As it stands, new content can be added to a GraphRAG index without requiring a complete re-index. This is because we rely heavily on a cache to avoid repeating the same calls to the model API. There are several stages within the pipeline for which this is very efficient - namely those stages that are atomic and do not have upstream dependencies. For example, if you add new documents to a folder, we will not re-chunk existing documents or perform entity and relationship extraction on the existing content; we will simply fetch the processed content from the cache and pass it on. The new documents will be processed and new entities and relationships extracted. Downstream of this, the graph construction process will need to recreate the graph to include the new nodes and edges, and communities will be recomputed - resulting in re-summarization, etc. You can get a sense of this process and what downstream steps may be re-processed by looking at the data flow diagram.

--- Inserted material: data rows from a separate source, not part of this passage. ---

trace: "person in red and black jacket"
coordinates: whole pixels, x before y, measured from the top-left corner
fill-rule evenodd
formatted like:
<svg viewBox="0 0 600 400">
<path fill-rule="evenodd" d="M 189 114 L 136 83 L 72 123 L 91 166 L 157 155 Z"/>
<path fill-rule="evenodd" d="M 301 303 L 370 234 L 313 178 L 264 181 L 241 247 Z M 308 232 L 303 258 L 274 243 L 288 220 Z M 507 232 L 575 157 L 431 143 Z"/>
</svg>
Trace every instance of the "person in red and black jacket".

Describe the solution you'd like
An ideal solution would be to add a new command to GraphRAG such as update
that can be run against new data and augment an existing index. Considerations here include things such as evaluating the new entities to determine if they can be added to an existing community, and when those communities have been altered enough to constitute a "drift" that needs recomputing. We could also perform analysis to determine which communities have been edited, such that we ignore summarization on those that haven't changed.
Additional context
We also need to consider the types of analysis incremental ingest can enable beyond just "updates". For example, daily ingest of news with thoughtful graph construction/annotation could allow for delta analysis such that questions like "what happened with person x in the last 24 hours" or "catch me up on the news themes this week".
Some desired types of editing users have described in other issues:
- Adding new documents
- Removing old documents
- Editing the graph itself
Scope
For now we are going to limit the scope of this feature to just an incremental index update to append content, and not worry about removal, manual graph editing, or the metadata tagging that would be required to do delta-style queries.
Approach
Putting here a little more detail on the approach we've discussed. It largely echoes what I put above as ideas, but I'll repeat for clarity:
- We will create a new
graphrag.append
command to run updates that add content. The reason for a new command is so that the originalgraphrag.index
is predictable in its behavior, i.e., that users know that communities will always be recomputed so they don't have to worry about model drift. - The append command will try to minimize community recomputes so that summarization is not performed again. If certain thresholds are met, recompute may be required, so the worst case degrades to the same performance as a normal indexing.
- The first efficiency optimization will be to attempt to place all new entities into an existing community rather than re-running Leiden and triggering updates for everything.
- We will only run summarization on those communities whose membership has changed, i.e., their new entity inputs should trigger resummarization in order to account for the new content.
- We will establish user-configurable thresholds to determine when Leiden must be re-run, such as the number of new entities that don't find an existing community, or possible a measure of the modularity change of the graph (TBD).